Question

The point (−3, 1) is on the terminal side of angle Θ, in standard position. What are the values of sine, cosine, and tangent of Θ? Make sure to show all work. (10 points)

Answer 1

The angle is in the second quadrant  so only the sine is positive . 
Length of the hypotenuse = sqrt (-1^2 + 3^2)  = sqrt10
sine  =  1/sqrt10 =  0.3162 to 4 dec places
tangent = 1 / -3 =  -0.3333  to 4 d p's
cosine = -3/sqrt10 = -0.9487 to 4 d, p's.

Answer 2

To solve this problem yo need to have the "x", the "y", and the radius.
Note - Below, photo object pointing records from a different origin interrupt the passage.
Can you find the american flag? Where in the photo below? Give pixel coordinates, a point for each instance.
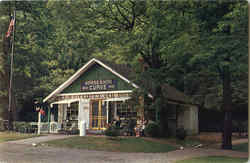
(12, 22)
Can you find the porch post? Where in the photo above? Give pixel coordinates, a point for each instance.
(39, 123)
(107, 109)
(48, 119)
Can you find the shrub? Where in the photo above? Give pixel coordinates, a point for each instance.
(181, 133)
(152, 130)
(112, 131)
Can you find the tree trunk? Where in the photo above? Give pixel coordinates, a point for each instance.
(227, 108)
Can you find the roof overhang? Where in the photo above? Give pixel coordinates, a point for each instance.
(80, 72)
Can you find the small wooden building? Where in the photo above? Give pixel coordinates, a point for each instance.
(97, 94)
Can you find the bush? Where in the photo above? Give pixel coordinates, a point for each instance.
(112, 131)
(152, 130)
(181, 133)
(128, 130)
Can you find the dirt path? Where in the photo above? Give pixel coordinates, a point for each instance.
(40, 139)
(22, 151)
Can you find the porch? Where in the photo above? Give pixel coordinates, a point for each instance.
(65, 116)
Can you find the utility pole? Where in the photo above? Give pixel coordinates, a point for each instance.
(248, 81)
(10, 116)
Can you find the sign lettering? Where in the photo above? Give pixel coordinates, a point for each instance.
(98, 85)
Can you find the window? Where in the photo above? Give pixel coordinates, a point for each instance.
(125, 111)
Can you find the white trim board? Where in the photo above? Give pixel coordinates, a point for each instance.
(93, 93)
(80, 72)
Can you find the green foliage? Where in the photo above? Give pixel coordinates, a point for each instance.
(181, 133)
(152, 130)
(112, 131)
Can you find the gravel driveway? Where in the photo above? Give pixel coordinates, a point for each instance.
(22, 151)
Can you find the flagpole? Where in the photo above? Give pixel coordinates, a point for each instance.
(11, 75)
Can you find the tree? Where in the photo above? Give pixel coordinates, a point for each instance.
(224, 42)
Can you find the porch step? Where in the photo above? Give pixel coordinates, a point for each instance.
(95, 132)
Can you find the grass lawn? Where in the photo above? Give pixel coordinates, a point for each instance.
(131, 144)
(241, 147)
(214, 159)
(10, 136)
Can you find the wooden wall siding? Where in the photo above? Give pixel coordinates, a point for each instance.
(96, 72)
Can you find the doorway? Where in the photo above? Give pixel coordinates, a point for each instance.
(98, 114)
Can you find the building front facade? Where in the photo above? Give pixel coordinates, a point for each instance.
(97, 95)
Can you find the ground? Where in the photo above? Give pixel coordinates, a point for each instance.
(22, 151)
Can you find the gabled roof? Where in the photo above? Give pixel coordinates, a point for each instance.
(80, 72)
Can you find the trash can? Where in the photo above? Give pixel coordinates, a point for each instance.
(83, 128)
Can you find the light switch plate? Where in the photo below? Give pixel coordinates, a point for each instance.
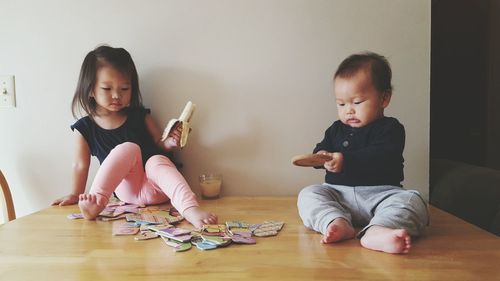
(7, 91)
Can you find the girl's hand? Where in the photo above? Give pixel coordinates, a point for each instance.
(334, 165)
(174, 138)
(66, 200)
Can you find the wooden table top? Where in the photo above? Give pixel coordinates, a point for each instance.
(48, 246)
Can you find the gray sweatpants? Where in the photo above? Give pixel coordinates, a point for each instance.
(363, 206)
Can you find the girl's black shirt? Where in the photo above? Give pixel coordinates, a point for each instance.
(101, 141)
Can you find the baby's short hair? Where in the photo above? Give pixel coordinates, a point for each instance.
(377, 65)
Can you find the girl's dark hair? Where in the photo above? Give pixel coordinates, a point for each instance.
(377, 65)
(117, 58)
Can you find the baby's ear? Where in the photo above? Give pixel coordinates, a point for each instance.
(386, 98)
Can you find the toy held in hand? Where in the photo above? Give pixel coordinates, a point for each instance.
(184, 119)
(311, 160)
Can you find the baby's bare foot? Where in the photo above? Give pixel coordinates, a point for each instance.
(339, 229)
(394, 241)
(91, 205)
(197, 217)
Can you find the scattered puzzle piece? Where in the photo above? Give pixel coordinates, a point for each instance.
(268, 228)
(125, 229)
(146, 235)
(75, 216)
(178, 246)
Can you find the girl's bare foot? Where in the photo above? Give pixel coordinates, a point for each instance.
(339, 229)
(394, 241)
(197, 217)
(91, 205)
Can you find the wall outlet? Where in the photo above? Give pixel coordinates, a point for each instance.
(7, 91)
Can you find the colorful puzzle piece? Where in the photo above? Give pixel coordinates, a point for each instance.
(178, 246)
(268, 228)
(127, 228)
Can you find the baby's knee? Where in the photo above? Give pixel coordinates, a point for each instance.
(159, 160)
(127, 147)
(309, 193)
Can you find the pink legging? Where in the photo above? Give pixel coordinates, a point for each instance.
(122, 172)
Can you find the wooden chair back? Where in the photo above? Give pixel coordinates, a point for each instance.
(8, 211)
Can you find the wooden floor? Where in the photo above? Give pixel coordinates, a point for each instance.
(48, 246)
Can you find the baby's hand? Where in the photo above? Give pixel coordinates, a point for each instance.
(174, 138)
(334, 165)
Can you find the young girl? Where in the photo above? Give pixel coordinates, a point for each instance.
(121, 133)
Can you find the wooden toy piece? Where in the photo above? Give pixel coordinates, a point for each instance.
(75, 216)
(184, 120)
(311, 160)
(268, 228)
(127, 228)
(146, 235)
(202, 244)
(243, 238)
(178, 246)
(214, 229)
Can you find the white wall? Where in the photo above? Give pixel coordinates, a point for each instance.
(259, 71)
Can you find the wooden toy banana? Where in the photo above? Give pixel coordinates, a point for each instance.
(184, 119)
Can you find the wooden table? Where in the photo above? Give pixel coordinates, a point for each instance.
(48, 246)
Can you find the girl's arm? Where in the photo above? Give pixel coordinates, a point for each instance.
(173, 140)
(81, 166)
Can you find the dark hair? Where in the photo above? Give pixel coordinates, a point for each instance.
(377, 65)
(117, 58)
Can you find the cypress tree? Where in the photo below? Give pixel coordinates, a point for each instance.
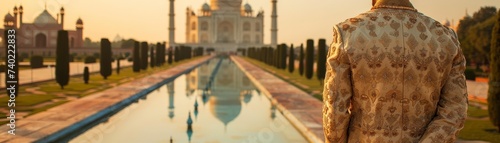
(136, 57)
(152, 59)
(309, 67)
(284, 52)
(164, 53)
(118, 66)
(105, 61)
(494, 77)
(321, 66)
(291, 60)
(271, 56)
(144, 55)
(158, 54)
(86, 75)
(177, 55)
(301, 60)
(170, 56)
(277, 56)
(62, 58)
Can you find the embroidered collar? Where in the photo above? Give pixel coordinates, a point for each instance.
(395, 7)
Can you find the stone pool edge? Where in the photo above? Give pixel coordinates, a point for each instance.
(57, 123)
(294, 118)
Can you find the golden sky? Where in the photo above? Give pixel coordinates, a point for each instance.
(147, 20)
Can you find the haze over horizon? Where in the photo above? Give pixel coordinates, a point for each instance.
(148, 21)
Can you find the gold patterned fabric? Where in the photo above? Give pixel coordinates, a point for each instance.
(394, 76)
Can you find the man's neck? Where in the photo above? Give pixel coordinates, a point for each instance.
(403, 3)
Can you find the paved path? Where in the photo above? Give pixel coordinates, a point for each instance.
(44, 74)
(301, 109)
(80, 112)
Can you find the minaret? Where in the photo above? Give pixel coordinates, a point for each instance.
(15, 16)
(62, 18)
(171, 28)
(20, 16)
(274, 24)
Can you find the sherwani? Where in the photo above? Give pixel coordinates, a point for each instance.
(394, 76)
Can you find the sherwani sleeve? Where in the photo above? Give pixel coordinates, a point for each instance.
(337, 92)
(452, 106)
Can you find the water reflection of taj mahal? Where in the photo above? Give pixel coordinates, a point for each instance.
(225, 100)
(227, 85)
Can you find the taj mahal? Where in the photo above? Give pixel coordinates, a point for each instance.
(224, 25)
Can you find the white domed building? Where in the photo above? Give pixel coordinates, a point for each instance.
(224, 25)
(40, 37)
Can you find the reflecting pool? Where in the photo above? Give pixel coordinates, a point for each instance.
(215, 103)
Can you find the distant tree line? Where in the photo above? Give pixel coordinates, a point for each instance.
(474, 34)
(284, 57)
(144, 55)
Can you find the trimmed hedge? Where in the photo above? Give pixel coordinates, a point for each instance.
(36, 62)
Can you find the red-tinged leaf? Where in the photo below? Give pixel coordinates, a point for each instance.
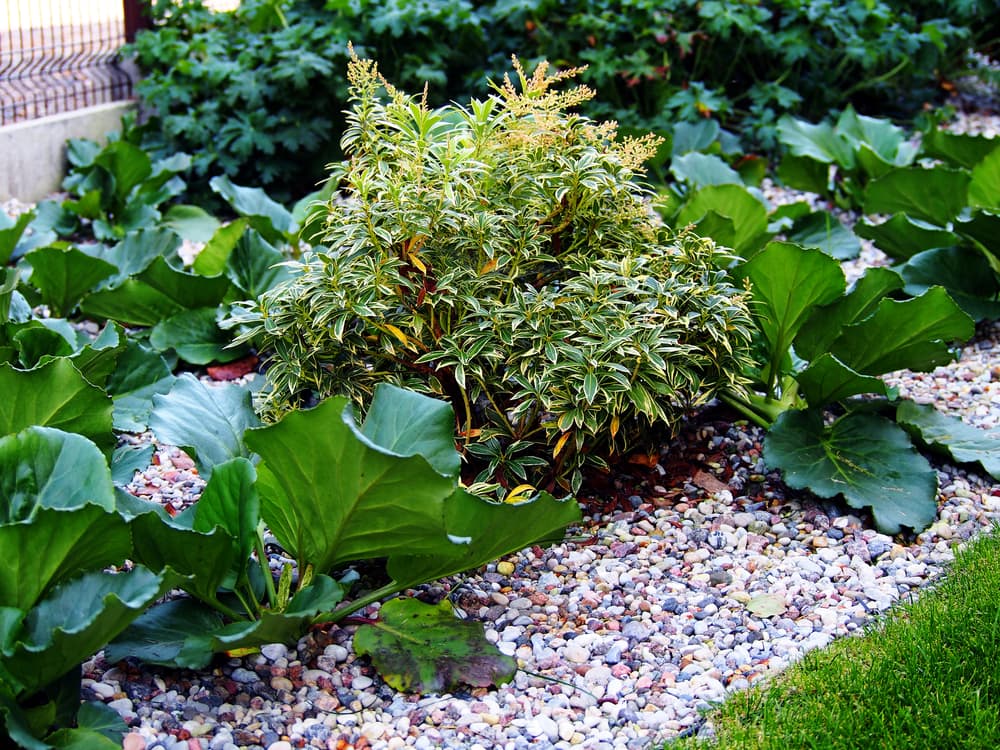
(425, 648)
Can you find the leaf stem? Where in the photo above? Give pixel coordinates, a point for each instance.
(272, 595)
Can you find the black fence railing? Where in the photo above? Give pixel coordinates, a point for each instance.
(60, 55)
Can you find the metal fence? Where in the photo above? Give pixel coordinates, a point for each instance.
(60, 55)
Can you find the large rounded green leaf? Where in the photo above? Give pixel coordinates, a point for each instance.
(788, 282)
(866, 459)
(735, 202)
(41, 467)
(824, 231)
(196, 337)
(964, 271)
(421, 647)
(825, 324)
(960, 149)
(409, 424)
(482, 531)
(827, 380)
(331, 495)
(64, 275)
(77, 619)
(208, 422)
(950, 434)
(185, 633)
(55, 545)
(984, 191)
(913, 334)
(936, 195)
(902, 237)
(55, 394)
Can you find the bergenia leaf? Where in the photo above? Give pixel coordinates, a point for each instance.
(950, 435)
(789, 282)
(55, 394)
(208, 422)
(937, 195)
(481, 531)
(913, 334)
(425, 648)
(825, 323)
(409, 424)
(77, 619)
(330, 494)
(865, 458)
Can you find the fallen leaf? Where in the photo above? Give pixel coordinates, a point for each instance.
(233, 370)
(709, 482)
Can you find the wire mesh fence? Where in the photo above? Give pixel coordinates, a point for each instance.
(60, 55)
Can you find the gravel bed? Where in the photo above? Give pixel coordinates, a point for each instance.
(651, 611)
To find the radius since it is not given we use the formula.

sq rt(-3^2+1^2)

sq rt(9+1)

sq rt(10) would be the length of the radius in this case.

Then we use the sine cosine and tangent fractions

sin:y/r

cos:x/r

tan:y/x

With the values plugged in the equations are

SIN:1/sqrt(10) Since there can´t be a sq rt in hte denominator we change it to 1(sq rt(10))/10

COS:-3/sqrt(10) Since there can´t be a sq rt in the denominator we change it to -3(sq rt(10))/10

TAN:1/-3 This one can stay the same.

This would be the measures of SIN, COS, and TAN.